Head of Center Digital Economy and SMEs Institute for Development of Economics and Finance (Indef) Izzudin Al Farras mengatakan gagasan memasukkan ojol ke kategori UMKM diharapkan dapat memberikan keuntungan bagi pengemudi untuk mempertahankan fleksibilitas yang selama ini mereka miliki.

“Jika aspek tentang kerangka kebijakan yang memastikan pengemudi ojol harus terdaftar sebagai UMKM itu ada, maka ini membuka kesempatan bagi pengemudi untuk mendapatkan benefit sebagai pelaku usaha, misalnya terkait pelatihan literasi keuangan dan literasi digital,” kata Izzudin dikutip dari keterangan resmi Grab Indonesia di Jakarta, Kamis (30/4/2025).

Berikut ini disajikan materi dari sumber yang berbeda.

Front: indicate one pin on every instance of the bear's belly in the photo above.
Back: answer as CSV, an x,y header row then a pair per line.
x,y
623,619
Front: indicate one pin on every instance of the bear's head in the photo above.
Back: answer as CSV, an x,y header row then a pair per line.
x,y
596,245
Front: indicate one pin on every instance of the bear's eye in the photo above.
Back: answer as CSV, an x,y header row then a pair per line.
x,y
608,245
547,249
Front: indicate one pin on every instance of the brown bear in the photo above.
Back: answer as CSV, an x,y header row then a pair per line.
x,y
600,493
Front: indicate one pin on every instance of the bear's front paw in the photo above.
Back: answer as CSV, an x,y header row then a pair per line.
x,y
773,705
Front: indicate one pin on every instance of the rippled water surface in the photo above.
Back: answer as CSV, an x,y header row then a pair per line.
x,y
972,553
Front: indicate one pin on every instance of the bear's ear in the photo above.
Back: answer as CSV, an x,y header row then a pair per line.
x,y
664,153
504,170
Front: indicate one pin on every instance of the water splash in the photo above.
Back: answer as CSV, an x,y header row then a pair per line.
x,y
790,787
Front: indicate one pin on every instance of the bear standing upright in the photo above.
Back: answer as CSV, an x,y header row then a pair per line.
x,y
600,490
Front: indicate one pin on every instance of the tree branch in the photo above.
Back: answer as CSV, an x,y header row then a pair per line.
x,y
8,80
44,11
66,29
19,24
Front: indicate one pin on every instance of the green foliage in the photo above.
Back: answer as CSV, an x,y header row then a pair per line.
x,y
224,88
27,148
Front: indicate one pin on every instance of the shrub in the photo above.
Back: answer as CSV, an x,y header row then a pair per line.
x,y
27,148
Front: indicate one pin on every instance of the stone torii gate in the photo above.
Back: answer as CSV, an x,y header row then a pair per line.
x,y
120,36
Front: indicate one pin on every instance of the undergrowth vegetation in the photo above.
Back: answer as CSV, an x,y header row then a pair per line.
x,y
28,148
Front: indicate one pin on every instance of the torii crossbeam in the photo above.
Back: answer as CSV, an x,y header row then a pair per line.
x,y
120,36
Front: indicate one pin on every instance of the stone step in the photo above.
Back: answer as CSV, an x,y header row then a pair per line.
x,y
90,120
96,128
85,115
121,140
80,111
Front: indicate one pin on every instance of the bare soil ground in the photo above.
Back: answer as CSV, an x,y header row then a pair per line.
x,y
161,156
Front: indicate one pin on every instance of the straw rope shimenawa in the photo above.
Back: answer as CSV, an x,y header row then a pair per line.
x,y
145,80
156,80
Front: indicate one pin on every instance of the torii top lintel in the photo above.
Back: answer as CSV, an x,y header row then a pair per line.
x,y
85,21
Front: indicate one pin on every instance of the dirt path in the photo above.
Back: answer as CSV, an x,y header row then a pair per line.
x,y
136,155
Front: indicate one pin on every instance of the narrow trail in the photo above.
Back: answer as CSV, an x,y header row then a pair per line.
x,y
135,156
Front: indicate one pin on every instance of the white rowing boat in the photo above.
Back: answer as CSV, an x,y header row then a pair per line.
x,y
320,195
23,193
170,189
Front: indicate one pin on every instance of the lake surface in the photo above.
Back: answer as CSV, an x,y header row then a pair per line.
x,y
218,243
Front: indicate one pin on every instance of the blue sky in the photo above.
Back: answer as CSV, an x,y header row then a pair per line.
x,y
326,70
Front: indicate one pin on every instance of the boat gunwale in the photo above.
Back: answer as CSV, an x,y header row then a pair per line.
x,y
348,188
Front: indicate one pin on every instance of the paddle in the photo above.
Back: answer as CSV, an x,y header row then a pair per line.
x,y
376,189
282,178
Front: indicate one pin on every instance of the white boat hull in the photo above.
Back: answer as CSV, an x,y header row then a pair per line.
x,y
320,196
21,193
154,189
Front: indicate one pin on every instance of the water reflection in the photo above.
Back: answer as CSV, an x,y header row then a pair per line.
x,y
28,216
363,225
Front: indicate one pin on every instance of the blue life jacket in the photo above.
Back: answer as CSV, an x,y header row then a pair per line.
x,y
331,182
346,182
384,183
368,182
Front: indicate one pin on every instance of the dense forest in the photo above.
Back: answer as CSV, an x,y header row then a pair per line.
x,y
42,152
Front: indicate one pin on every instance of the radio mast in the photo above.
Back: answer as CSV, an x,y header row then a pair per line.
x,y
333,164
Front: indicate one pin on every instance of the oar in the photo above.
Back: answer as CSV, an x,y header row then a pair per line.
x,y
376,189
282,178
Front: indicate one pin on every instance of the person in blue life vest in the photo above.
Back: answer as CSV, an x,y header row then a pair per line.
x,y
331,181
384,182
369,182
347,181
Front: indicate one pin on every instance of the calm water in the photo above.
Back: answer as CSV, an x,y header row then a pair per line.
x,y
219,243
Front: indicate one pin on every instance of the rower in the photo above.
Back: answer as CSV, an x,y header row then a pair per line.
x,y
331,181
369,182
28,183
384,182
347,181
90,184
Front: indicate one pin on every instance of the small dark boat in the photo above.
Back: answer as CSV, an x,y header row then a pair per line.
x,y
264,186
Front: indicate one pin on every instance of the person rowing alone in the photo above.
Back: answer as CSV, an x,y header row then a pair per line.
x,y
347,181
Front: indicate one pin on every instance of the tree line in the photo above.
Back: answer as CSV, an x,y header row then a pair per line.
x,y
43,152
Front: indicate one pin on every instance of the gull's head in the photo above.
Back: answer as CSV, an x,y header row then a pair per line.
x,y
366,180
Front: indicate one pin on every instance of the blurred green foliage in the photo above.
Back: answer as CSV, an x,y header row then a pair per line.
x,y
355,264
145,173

Selain itu, dengan menjadi bagian dari UMKM, pengemudi ojol juga bisa memperoleh manfaat dari jaminan sosial yang lebih terjamin.

Sependapat, Direktur Ekonomi Digital Center of Economic and Law Studies (Celios) Nailul Huda juga mendukung gagasan ini, dengan catatan bahwa pengaturan yang lebih tepat harus berada di bawah Kementerian UMKM.

“Atas dasar itu pula, bentuk kemitraan tidak boleh seperti tenaga kerja yang mengharuskan bekerja sekian jam dan sebagainya. Aturan juga harus dibuat bersama dengan asosiasi driver dengan konsep setara, termasuk tarif,” imbuhnya.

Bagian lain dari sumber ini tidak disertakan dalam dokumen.